We're seeing an evolution of the comic book movie my friends, brought on by directors like Sam Raimi and Christopher Nolan and now Favreau. Gone are the days of passing these off as high-priced popcorn. I suppose if they gave the reins to the likes of Michael Bay and Bret Ratner (which they did of course with X-Men 3), then that's about as far as we would get. Fortunately there's someone out there who had the insight to listen to the ludicrous idea of Jon Favreau delivering a big budget comic book movie. And who is that guy with all that insight? Or gal? Please buy them a drink from me and send me the bill. They deserve it. Okay, back to my questions.
The second question I had was who the hell would have thought that Robert Downey Jr. would have made an excellent main character in a comic book movie? I remember when the original Batman came out and Michael Keaton was cast. It was an interesting choice but honestly I didn't really see a good marriage there. I think Keaton was cast more for his lips than anything else. And everybody hooted and hollered about Jack Nicholson as the Joker, but really who didn't see that coming? It's not like you were casting against type there. But Robert Downey Jr. as Tony Stark? His flamboyance was perfect and probably a no-brainer, but he also had the depth to make the convincing transformation from war monger to super hero. Of course there are lots of people out there that can pull that off, but not many that can have so much fun with it.
It's hard to believe that amidst all the dreck that comes out, especially during the Summer, that there are still people out there in Hollywood taking risks. And not just little itty bitty risks. But big, huge risks. Favreau, while a very lovable character in movies and on TV, doesn't exactly have a bankable track record. The reception of his first movie Made was mixed, and Zathura never found its audience. Elf was a hit, but it was hardly the paved road on the way to "hey, I can deliver a big budget summer movie."

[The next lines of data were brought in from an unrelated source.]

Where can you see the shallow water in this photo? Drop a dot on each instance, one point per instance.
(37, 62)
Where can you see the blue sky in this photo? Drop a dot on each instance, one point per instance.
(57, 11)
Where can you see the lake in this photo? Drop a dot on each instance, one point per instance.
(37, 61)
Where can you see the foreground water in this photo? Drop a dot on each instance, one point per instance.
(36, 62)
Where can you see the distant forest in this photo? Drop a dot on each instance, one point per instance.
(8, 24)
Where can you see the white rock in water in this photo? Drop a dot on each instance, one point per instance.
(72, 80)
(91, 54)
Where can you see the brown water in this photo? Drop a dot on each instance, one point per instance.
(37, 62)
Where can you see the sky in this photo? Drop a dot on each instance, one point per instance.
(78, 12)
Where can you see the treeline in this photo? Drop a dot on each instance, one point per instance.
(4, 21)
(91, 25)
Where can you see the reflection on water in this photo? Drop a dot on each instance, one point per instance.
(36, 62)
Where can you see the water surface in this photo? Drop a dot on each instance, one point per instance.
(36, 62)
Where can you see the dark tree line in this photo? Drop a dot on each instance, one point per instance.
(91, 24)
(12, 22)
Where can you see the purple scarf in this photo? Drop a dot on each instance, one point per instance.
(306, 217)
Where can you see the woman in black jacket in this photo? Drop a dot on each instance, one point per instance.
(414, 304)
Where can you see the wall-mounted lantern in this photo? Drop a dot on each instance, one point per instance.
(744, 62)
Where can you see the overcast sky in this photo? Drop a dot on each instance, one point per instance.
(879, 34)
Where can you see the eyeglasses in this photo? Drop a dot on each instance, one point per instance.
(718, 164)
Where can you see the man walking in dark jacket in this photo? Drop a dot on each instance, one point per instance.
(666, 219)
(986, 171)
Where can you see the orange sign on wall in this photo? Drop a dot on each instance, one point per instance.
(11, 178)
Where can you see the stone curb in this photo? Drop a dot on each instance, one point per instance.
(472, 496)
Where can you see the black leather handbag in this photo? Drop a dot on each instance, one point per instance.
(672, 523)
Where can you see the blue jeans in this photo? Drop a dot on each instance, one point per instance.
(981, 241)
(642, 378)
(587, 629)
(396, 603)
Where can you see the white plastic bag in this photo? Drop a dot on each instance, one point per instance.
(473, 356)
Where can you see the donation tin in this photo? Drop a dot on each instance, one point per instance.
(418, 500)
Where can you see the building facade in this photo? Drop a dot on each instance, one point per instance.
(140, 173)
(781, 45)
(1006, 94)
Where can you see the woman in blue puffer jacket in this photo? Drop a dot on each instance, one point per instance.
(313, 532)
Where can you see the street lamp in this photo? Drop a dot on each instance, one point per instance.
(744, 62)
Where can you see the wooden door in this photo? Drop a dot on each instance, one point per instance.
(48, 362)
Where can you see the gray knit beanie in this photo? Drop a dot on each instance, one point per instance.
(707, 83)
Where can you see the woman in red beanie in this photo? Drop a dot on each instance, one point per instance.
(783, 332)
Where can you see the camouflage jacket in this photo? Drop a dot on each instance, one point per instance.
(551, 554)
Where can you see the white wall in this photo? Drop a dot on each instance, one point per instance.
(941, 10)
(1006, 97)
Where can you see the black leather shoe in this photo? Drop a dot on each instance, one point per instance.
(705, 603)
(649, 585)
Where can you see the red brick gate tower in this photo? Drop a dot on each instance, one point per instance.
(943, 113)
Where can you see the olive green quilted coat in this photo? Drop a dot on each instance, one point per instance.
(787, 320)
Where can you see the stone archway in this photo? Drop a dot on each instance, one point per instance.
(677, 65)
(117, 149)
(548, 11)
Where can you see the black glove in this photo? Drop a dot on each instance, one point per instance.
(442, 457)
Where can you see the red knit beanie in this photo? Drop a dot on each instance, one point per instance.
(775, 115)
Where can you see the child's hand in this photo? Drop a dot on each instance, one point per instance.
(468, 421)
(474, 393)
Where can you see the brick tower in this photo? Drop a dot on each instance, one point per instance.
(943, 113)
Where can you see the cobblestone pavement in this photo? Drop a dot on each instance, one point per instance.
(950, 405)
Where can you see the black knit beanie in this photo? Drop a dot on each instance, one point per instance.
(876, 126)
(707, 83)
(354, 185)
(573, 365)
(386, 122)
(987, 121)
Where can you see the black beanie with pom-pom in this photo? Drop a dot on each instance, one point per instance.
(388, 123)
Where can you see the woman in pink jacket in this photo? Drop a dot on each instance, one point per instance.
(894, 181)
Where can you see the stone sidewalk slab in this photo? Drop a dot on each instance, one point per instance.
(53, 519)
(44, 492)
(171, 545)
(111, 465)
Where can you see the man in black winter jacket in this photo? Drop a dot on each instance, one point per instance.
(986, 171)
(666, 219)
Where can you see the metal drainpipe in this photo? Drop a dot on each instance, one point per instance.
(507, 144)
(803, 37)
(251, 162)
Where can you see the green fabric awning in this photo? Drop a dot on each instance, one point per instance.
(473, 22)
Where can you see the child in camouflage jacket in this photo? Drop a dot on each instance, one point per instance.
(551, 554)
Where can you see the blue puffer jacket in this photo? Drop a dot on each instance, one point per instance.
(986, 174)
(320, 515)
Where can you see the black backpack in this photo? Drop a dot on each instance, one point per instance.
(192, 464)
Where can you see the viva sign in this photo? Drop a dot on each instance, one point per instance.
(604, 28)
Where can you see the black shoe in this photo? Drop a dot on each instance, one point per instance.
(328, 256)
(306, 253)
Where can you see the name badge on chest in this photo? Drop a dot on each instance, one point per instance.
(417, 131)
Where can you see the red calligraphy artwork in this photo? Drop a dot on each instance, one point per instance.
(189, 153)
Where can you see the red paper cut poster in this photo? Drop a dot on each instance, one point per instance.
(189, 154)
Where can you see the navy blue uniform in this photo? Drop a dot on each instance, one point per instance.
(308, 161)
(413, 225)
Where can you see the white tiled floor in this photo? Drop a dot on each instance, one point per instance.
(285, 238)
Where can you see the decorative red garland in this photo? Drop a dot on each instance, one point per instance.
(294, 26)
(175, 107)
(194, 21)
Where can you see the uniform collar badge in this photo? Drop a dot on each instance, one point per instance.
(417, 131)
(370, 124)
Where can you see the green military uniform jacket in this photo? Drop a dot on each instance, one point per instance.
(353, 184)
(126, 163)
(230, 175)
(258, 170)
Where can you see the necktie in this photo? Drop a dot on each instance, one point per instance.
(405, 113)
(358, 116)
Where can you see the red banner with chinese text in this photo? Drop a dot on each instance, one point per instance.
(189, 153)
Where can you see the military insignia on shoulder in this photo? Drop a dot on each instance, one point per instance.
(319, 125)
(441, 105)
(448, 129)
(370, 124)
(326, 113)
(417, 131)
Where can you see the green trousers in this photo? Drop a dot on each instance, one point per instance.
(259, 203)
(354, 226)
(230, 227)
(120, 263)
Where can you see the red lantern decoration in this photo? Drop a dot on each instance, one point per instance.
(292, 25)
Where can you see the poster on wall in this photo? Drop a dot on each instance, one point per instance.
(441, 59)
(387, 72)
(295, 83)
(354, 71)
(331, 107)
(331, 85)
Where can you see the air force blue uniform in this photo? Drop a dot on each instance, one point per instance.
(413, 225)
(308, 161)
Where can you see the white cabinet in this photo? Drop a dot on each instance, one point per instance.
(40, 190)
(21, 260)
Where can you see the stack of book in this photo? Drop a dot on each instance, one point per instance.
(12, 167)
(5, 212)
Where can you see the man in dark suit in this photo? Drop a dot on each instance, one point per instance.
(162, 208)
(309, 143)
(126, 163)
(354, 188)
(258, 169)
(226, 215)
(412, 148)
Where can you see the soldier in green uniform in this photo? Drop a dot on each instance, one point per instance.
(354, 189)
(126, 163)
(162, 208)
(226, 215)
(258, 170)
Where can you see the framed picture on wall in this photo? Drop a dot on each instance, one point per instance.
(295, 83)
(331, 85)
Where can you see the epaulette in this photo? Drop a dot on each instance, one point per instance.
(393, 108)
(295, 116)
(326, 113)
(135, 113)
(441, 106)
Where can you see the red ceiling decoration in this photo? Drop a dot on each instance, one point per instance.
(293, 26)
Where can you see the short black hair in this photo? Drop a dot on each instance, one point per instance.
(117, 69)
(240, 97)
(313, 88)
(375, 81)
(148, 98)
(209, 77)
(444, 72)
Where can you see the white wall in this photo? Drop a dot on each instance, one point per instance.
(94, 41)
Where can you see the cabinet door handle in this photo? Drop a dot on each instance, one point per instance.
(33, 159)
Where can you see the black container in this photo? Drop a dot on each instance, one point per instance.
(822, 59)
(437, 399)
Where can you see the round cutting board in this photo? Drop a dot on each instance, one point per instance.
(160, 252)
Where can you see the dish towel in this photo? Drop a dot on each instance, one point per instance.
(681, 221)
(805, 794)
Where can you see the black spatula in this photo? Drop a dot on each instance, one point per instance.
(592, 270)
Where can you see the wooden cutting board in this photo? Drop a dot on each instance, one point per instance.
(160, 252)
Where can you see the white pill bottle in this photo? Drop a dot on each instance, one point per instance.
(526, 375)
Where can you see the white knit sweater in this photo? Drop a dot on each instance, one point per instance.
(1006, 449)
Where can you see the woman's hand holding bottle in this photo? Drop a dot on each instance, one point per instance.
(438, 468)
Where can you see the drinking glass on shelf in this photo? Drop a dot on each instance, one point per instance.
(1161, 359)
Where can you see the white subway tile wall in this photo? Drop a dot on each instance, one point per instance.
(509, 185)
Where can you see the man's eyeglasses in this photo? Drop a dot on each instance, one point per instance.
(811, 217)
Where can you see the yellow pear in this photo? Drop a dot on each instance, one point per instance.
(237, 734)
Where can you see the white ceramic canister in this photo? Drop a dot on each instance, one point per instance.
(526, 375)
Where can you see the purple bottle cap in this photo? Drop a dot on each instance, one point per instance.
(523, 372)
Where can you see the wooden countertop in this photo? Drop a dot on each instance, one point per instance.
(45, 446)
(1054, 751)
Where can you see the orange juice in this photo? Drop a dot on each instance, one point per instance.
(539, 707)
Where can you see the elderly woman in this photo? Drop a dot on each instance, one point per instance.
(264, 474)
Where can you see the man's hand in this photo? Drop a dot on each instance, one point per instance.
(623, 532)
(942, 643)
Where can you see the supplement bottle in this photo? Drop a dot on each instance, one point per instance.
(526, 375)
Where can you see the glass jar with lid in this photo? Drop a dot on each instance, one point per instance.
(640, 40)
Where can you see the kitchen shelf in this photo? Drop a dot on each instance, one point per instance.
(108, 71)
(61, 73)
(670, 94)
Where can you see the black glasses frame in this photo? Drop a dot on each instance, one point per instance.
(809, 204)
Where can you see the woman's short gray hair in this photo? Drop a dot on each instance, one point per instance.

One hopes that these risks amount to something other than huge pay raises and bigger offices for the the person(s) involved. One would hope that Hollywood might perk up its ears and take note. Afterall, this isn't the first time that major risks have paid off. Look at Peter Jackson and the trilogy that made Robert Shaye the money whore he is today. Or Sam Raimi with Spiderman? Or all the way back to Tim Burton with Batman? It would be nice to see some of these risks translate to other areas of movie making that maybe don't need hundreds of millions of dollars or a super hero attached. It would be nice to think that movies such as Zodiac and There Will Be Blood are more the norm than the exception in any particular year. Jeez, wouldn't that be weird. To think that it's not the little independent features that could drive better films, but the big super hero movies instead. It is Hollywood after all, and stranger things have happened.